Shemyakin-Ovchinnikov Institute of Bioorganic Chemistry, Russian Academy of Sciences, Moscow, Russia.
Moscow State University, Moscow, Russia.
Dokl Biochem Biophys. 2024 Feb;514(1):6-10. doi: 10.1134/S1607672923700618. Epub 2024 Jan 7.
According to the World Health Organization, as of January 3, 2020 to September 13, 2023, there were approximately 23 million confirmed cases of COVID-19 reported in the Russian Federation, about 400 thousand of which were fatal. Considering the high rate of mutation of the RNA-containing virus genome, which inevitably leads to the emergence of new infectious strains (Eris and Pyrola), the search for medicinal antiviral agents remains an urgent task. Moreover, taking into account the actively mutating receptor-binding domain, this task requires fundamentally new solutions. This study proposes a candidate immunoliposomal drug that targets the S protein of SARS-CoV-2 by the monoclonal neutralizing antibody P4A1 and ensures the penetration of a highly active ribonuclease into the virus-infected cell, which degrades, among cellular RNA, viral RNA too. We demonstrate a more than 40-fold increase in the neutralizing activity of the developed drug compared to the free monoclonal neutralizing antibody.
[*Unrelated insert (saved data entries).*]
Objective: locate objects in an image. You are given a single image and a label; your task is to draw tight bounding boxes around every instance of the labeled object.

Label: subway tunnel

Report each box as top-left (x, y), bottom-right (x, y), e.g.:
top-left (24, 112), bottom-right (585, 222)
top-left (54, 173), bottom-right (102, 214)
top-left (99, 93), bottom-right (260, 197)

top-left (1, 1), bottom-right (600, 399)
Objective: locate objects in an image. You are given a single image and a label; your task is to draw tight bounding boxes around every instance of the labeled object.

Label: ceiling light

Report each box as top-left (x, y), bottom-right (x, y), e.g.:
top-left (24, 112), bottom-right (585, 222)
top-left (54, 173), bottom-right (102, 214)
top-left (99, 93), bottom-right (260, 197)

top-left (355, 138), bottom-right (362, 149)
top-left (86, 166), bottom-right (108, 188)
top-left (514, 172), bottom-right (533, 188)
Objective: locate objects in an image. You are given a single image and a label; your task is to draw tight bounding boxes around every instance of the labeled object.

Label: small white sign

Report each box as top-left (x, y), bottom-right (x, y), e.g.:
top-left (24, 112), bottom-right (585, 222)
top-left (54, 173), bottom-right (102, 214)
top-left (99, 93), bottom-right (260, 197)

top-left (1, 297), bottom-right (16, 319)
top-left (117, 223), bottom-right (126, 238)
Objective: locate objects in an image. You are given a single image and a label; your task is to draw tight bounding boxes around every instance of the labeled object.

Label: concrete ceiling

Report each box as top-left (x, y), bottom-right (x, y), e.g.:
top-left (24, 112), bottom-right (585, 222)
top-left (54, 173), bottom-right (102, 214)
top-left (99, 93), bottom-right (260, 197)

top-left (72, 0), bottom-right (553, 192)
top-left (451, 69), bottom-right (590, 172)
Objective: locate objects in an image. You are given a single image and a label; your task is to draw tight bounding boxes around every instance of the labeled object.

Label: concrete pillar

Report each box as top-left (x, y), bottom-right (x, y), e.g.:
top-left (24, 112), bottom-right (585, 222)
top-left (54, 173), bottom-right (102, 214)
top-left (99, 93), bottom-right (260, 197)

根据世界卫生组织的数据,截至 2020 年 1 月 3 日至 2023 年 9 月 13 日,俄罗斯联邦报告了大约 2300 万例 COVID-19 确诊病例,其中约 40 万人死亡。考虑到含有 RNA 的病毒基因组的高突变率,这不可避免地导致新的传染性菌株(Eris 和 Pyrola)的出现,寻找药用抗病毒药物仍然是一项紧迫的任务。此外,考虑到受体结合域的积极突变,这项任务需要全新的解决方案。本研究提出了一种候选免疫脂质体药物,该药物通过单克隆中和抗体 P4A1 靶向 SARS-CoV-2 的 S 蛋白,并确保高度活跃的核糖核酸酶进入病毒感染的细胞,该酶在细胞 RNA 中降解,包括病毒 RNA。我们证明,与游离的单克隆中和抗体相比,开发的药物的中和活性提高了 40 多倍。